Сотни убитых фашистов, груды покореженной техники остались валяться у полотна дороги.

Возвращаясь в город, подпольщики набрели на линию высоковольтной передачи. И вдруг, словно током, пронзила Максима Плотникова мысль: «Вот он, ключ ко всем заводам». Помня наказ Василия, Максим ломал себе голову, как устроить диверсию на комбайновом заводе, где ремонтировались немецкие танки. Теперь задача была решена.

— Послушай, Николай! — тихо обратился он к Морозову. — А что, если рвануть высокое напряжение, заводы ведь остановятся?

— Молодец, Максим! — поддержал его Константин Афонов. — Одним махом можем заводы прикрыть...

— Правильно. Над этим стоит подумать! — одобрил Морозов.

Следующей ночью несколько массивных опор высоковольтной линии было взорвано. Больше недели простояли без электроэнергии действующие заводы Таганрога. В цехах без дела покоились те самые танки и самоходные артиллерийские установки, которых так не хватало немцам на берегу Волги.

* * *

Николай Морозов готовил воззвание к жителям Таганрога. Уже второй день не выходил он из своей землянки, сочиняя текст будущей листовки. Только здесь, в привычной обстановке, сидя на жестком топчане, мог он спокойно собраться с мыслями, обдумать каждое слово.
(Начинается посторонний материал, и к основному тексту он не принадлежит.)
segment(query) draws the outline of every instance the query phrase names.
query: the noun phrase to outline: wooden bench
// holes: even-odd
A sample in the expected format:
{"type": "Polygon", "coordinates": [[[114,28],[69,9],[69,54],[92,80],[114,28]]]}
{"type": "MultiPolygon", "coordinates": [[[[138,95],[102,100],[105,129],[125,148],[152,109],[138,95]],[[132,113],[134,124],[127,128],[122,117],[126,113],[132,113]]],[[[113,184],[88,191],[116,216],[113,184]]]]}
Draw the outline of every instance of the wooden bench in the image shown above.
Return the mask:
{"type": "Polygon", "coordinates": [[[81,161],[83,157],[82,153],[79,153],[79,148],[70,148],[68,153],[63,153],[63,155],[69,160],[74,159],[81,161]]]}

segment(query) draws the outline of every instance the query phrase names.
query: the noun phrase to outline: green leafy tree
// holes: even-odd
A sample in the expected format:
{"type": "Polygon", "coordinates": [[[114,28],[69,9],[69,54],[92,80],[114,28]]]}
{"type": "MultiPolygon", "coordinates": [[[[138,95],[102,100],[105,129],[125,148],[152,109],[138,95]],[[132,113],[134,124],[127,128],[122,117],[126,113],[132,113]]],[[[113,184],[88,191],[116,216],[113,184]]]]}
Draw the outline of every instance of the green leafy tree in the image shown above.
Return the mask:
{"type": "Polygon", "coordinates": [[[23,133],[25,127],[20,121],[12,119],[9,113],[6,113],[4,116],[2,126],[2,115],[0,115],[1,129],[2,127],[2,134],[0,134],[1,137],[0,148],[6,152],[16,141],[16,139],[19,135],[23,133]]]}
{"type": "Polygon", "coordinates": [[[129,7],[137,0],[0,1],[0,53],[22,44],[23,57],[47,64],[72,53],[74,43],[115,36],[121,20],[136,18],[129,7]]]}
Николай уже исписал половину ученической тетради, но не хватало чего-то очень важного, главного. Он грыз кончик карандаша, вычеркивал слова, надписывал сверху другие, потом рвал листы и начинал писать снова. Наконец последний вариант текста пришелся ему по душе. Он перечитывал его во второй раз, когда у входа в землянку послышались чьи-то шаги.

— Проходите сюда. Он, наверно, здесь, — услышал Николай голос брата и спрятал тетрадку под матрац.

Вслед за Виктором в землянку спустился Сергей Вайс. Николай с трудом узнал его. Вместо красивых волос, всегда зачесанных на пробор, голова Вайса была острижена наголо, глубоко посаженные глаза ввалились еще больше, на щеках выпирали скулы.

— Здравствуйте, — робко проговорил Сергей.

Вайс перед войной работал в конструкторской мастерской Дворца пионеров. Частенько встречались они тогда с Николаем. Сергей превосходно умел мастерить модели самолетов и учил этому делу других ребят.

— Сережа! Какими судьбами тебя занесло? Откуда? — спросил Морозов, радостно вставая ему навстречу. — Говорили, что ты в Германии.

Сергей только махнул рукой.

— Ладно, садись, рассказывай.

Николай освободил край топчана для Вайса. Сергей сел, закашлялся надрывно, вытер платком губы, глянул Морозову в глаза.

— Сейчас расскажу. Только вспоминать жутко... Попал я зимой в облаву. Не успел опомниться, как вместе с другими меня в теплушку втиснули. Под ногами колеса выстукивают, тоска души гложет. Народу в вагоне — тьма, а всю дорогу молча проехали.